Le projet de loi immigration porté par le ministre de l'Intérieur et des Outre-mer Gérald Darmanin a été adopté par l'Assemblée nationale et le Sénat mardi 19 décembre après qu'un accord a été trouvé en commission mixte paritaire. Le texte, durci par la droite, prévoit des dispositions spécifiques pour les territoires ultramarins.

Après des semaines de discussions, de soubresauts politiques et de concessions faites à la droite parlementaire, les députés et sénateurs ont finalement adopté la loi immigration portée et défendue par le ministre de l'Intérieur et des Outre-mer Gérald Darmanin mardi 19 décembre (214 voix pour, 114 contre au Sénat; 349 pour, 186 contre à l'Assemblée). Mais l'avenir du texte reste tout de même incertain, Emmanuel Macron ayant fait savoir à ses troupes que la loi ne devait pas être adoptée grâce aux voix du Rassemblement national, et qu'il envisageait de demander une deuxième délibération parlementaire si c'était le cas.

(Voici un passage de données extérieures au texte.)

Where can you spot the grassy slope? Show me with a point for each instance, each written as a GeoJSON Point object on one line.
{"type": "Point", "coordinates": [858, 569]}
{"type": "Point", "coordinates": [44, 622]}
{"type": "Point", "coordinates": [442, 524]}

Largement durci lors de son passage au Sénat, à majorité de droite, le texte avait été rejeté d'emblée par l'Assemblée nationale, où le gouvernement ne possède qu'une majorité relative. Emmanuel Macron avait donc placé le destin de cette loi dans les mains d'une commission mixte paritaire (CMP), dont la majorité des membres ont mis près de 24 heures avant de se mettre d'accord mardi après-midi.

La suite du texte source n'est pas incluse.